The problem I had with the Nikon Speedlights I own is that the colour would change from one flash fire to another. And I wondered if this was also the case with the NEO 3.
|Full power||Half power|
I’m glad to say that there was no problem with variation between flashes. What did surprise me was that the unit peaks at around the 7000K mark. I’m not sure at what kelvin point the NEO 3 starts to peak at full power. But at half power, 5100K gave me a reading of 5472K and after that all the readings were in the 7000s.
There is a possibility of user error here. I might not be using a setting which will make it right. But the reason I’m not going to look into this too much is that I will probably not be using the NEO 3 in flash mode. If I do need flash I will choose to use the Profoto B10.
In testing I didn’t have any problem using the Hedbox batteries over the one Rotolight provided. They do recommend using their own battery for flash but maybe because there are issues with certain brands. Use at your own risk I suppose as I wasn’t really pushing the light at all.
Will I be getting the larger AEOS 2 to complement this light? I don’t think I will. What I have found with the larger Profoto B10 Plus is that the bigger size and weight is a draw back.
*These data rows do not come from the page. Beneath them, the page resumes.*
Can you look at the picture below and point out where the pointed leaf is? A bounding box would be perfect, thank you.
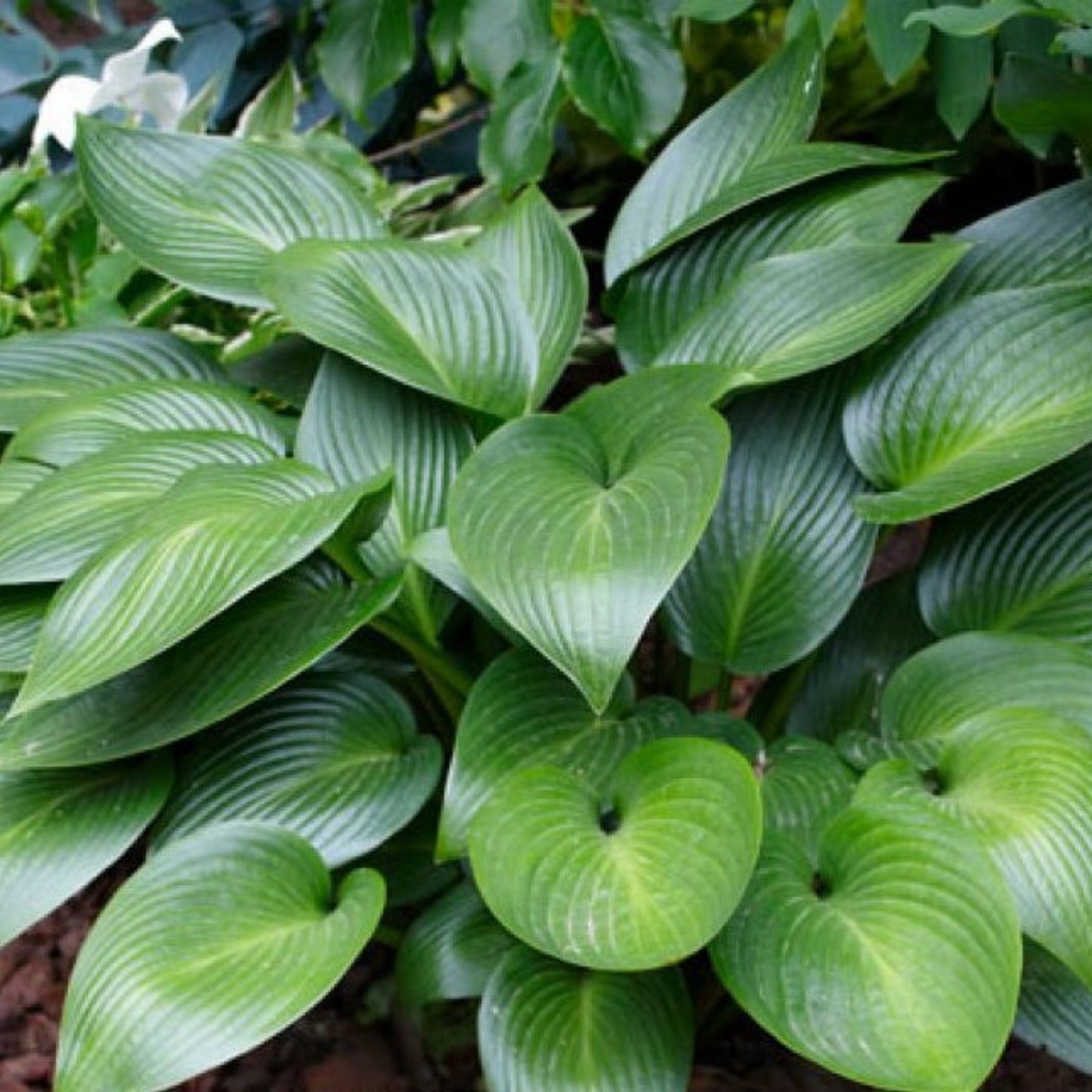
[76,118,385,307]
[56,824,383,1092]
[711,806,1020,1092]
[153,672,441,868]
[0,754,170,945]
[469,739,761,971]
[478,947,694,1092]
[844,287,1092,523]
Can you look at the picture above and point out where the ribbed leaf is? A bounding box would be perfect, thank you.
[262,239,538,417]
[469,739,763,971]
[54,824,383,1092]
[76,117,385,307]
[615,172,942,369]
[606,23,822,284]
[654,243,963,387]
[0,561,400,769]
[394,880,518,1014]
[844,287,1092,523]
[711,806,1020,1092]
[664,376,874,674]
[449,377,727,712]
[858,709,1092,986]
[436,648,697,861]
[0,432,277,584]
[153,672,441,868]
[880,633,1092,739]
[0,754,170,945]
[12,459,377,715]
[0,326,223,432]
[478,947,694,1092]
[5,380,284,466]
[296,354,473,638]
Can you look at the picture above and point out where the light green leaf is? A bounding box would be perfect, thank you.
[314,0,414,125]
[664,376,876,674]
[436,648,697,861]
[0,326,224,432]
[844,287,1092,523]
[478,947,694,1092]
[262,239,540,417]
[56,824,383,1092]
[469,739,761,971]
[710,806,1020,1092]
[449,377,727,712]
[606,23,822,285]
[76,117,385,307]
[0,754,170,945]
[0,560,400,769]
[0,432,277,584]
[152,672,441,868]
[9,459,377,715]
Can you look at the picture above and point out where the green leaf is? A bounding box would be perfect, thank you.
[76,117,385,307]
[262,239,540,417]
[0,432,277,584]
[469,739,761,971]
[449,377,729,712]
[10,459,377,715]
[3,379,285,466]
[880,633,1092,739]
[605,29,822,285]
[56,824,383,1092]
[152,672,441,868]
[478,947,694,1092]
[614,172,942,370]
[478,49,565,196]
[565,7,685,156]
[0,560,400,769]
[436,648,695,861]
[844,286,1092,523]
[710,806,1020,1092]
[858,709,1092,986]
[314,0,414,125]
[664,376,876,674]
[473,189,587,405]
[0,326,224,432]
[0,754,170,945]
[654,243,964,388]
[296,354,473,639]
[865,0,930,83]
[394,880,518,1016]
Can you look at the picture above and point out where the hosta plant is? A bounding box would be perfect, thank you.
[0,24,1092,1092]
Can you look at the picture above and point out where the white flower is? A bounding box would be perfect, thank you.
[30,19,187,149]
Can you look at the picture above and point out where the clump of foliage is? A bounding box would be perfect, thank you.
[0,5,1092,1092]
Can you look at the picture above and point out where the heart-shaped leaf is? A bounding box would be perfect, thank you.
[478,947,694,1092]
[262,239,540,417]
[0,754,170,945]
[469,739,763,971]
[858,709,1092,986]
[153,672,441,868]
[10,459,379,715]
[845,286,1092,523]
[0,559,400,769]
[436,648,697,861]
[56,824,383,1092]
[664,376,874,674]
[710,806,1020,1092]
[76,117,385,307]
[449,377,729,712]
[0,326,224,432]
[0,432,277,584]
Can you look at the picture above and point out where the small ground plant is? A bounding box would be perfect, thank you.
[0,5,1092,1092]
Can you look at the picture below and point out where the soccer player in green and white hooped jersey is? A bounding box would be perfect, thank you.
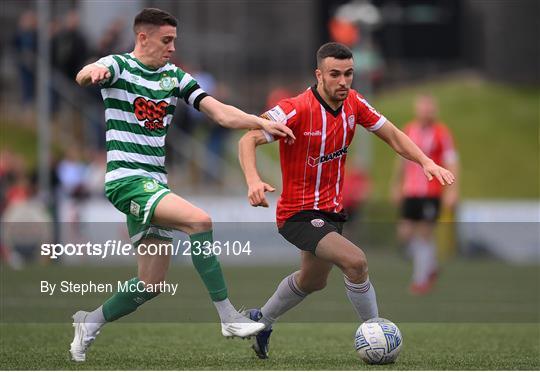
[70,8,294,361]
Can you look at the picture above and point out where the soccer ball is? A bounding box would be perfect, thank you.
[354,318,403,364]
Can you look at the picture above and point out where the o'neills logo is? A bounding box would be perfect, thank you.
[308,146,347,167]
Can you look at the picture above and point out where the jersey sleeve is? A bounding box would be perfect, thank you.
[177,69,208,110]
[439,126,458,165]
[355,93,386,132]
[261,99,297,143]
[95,55,123,88]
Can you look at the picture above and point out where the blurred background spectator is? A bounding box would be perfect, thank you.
[0,0,540,274]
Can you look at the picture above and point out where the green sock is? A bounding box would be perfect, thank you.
[189,230,228,301]
[103,278,159,322]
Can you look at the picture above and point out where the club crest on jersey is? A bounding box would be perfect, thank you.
[311,218,324,227]
[308,146,347,167]
[159,75,177,90]
[347,115,354,129]
[143,180,157,192]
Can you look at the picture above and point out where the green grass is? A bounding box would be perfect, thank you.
[0,323,540,370]
[0,249,540,370]
[255,77,540,200]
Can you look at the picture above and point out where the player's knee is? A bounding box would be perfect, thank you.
[297,275,326,294]
[139,273,165,288]
[343,253,368,283]
[187,211,212,234]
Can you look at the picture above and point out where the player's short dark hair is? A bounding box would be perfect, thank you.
[317,42,352,67]
[133,8,178,33]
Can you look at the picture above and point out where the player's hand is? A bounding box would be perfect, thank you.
[248,181,276,208]
[390,185,403,205]
[90,65,111,84]
[261,119,296,144]
[422,160,456,186]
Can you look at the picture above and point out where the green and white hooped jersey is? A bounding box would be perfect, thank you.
[96,53,207,184]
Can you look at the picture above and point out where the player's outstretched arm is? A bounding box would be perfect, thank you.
[375,120,455,186]
[199,96,295,140]
[238,130,276,208]
[75,63,111,87]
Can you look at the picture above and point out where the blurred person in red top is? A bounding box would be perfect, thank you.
[392,95,458,295]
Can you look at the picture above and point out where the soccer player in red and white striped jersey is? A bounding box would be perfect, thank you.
[239,43,454,358]
[392,95,458,295]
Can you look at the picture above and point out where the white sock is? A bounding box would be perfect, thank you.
[411,238,435,284]
[343,276,379,321]
[259,271,307,328]
[84,306,107,335]
[214,298,238,323]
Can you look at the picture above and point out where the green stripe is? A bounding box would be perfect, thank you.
[112,55,126,73]
[107,119,169,137]
[107,140,165,156]
[105,176,169,187]
[103,98,133,113]
[107,160,167,174]
[111,78,180,100]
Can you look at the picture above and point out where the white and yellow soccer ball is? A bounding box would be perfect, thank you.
[354,318,403,364]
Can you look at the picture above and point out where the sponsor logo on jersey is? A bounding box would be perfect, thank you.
[308,146,347,167]
[129,200,141,217]
[347,115,354,129]
[311,218,324,227]
[133,97,169,130]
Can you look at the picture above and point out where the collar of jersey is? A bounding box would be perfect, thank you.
[311,84,343,117]
[128,53,162,72]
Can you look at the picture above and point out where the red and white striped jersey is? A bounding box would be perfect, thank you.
[263,86,386,226]
[403,121,456,198]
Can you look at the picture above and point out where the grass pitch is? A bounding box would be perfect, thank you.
[0,323,540,370]
[0,251,540,370]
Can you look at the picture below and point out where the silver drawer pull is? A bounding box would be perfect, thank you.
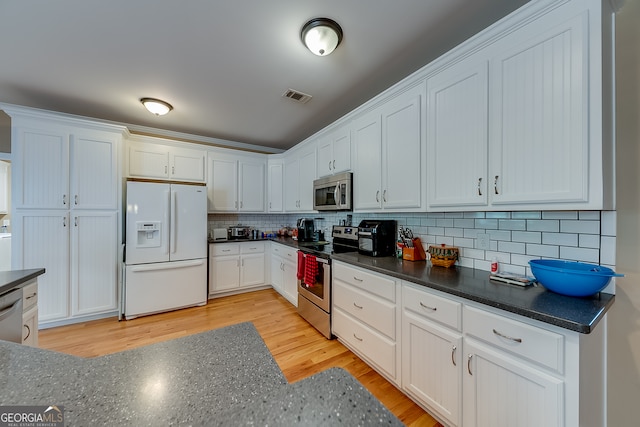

Working on my own, if I want multiple lights I need to keep the size and weight down for each item. There is nothing new that I would learn from owning an AEOS 2 as it has the same quality of light as the NEO 3.
YouTube suggested this video to me.
And it made me realise that most light created by the sun around us is both soft and hard. So owning one continuous soft light won’t give me very convincing set up. This is another reason for not getting another soft light. I will need a continuous hard light to achieve what I set out to do. And that is to learn how to create natural light using artificial lights.